Recuerdo que una tarde se había escapado un militar y todos le andaban buscando porque se decía que era un delincuente. De repente, oímos gritar a mamá, fuimos corriendo donde estaba ella y vimos que en el balcón estaba agazapado un soldado que, llorando, le decía: «¡Señora, señora, por favor, no se lo diga a nadie!». Lo único que pedía era poder quedarse allí hasta la madrugada y luego se iría. Mamá le hizo pasar a casa, le dio de comer, de beber y después él se dio un baño. Cuando llegó papá, ¡se armó la de San Quintín! El discurso siempre era el mismo: «¡Vas a conseguir que acabe en la cárcel!».¡Tenía pánico! Recuerdo que mamá le dijo: «Alejandro, nosotros tenemos dos hijas. Si hubiera sido hijo nuestro, ¡te habría gustado que alguna madre hubiese hecho con él lo mismo!». Papá se quedó callado y este hombre pudo estar toda la noche en casa. ¡Mamá era así, como una flor que siempre renace en el desierto!

Un día, cuando tenía más o menos seis años, mamá me dijo que me iba a llevar a un médico, que me echaría un poquito de agua y una pomadita perfumada sobre la cabeza; en realidad, me llevó a casa de un sacerdote ortodoxo que me bautizó. Al salir le dije: «Mamá, ¡este médico no me gusta!, ¡va vestido todo de negro y tiene una barba larguísima!». Estábamos mi madre, mi madrina y yo. Tiempo después, mi madrina fue decisiva para mí: cuando murió mi madre, papá se volvió a casar enseguida y ella fue la única que permaneció cerca de mí.

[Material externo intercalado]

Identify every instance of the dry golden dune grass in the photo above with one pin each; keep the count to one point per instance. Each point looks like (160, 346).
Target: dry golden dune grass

Por motivos del trabajo de mi padre, nos movíamos frecuentemente de un lugar a otro por las 15 repúblicas que formaban entonces la URSS, así que tuve la ocasión de estudiar en distintos lugares. Yo era una muchacha espabilada y aquellos cambios continuos me facilitaban la comunicación con todos sin especial dificultad; estaba siempre abierta al diálogo. Recuerdo que sobre la puerta de la entrada de la escuela había un cartel, visible a todos, que decía: «El comunismo se ve en el horizonte». Aquello me suscitó curiosidad y un día le pregunté al profesor de historia si podía explicarme qué significaba aquella frase. Entonces él me pidió que le llevara el cuaderno y escribió a mis padres una nota que decía: «Tienen que cambiar ustedes la forma de pensar de su hija porque piensa cosas extrañas». Yo lo preguntaba por pura curiosidad, no era enemiga del pueblo y mucho menos tenía intención de discutir sobre política. Luego salió a la luz también el hecho de que mi madre era alemana; los alemanes no eran bien vistos y, ya en tiempos de Stalin, a quienes les descubrían los mandaban a Siberia, a la zona de Kazajistán, etc.., donde también había sido enviada la familia de mi madre.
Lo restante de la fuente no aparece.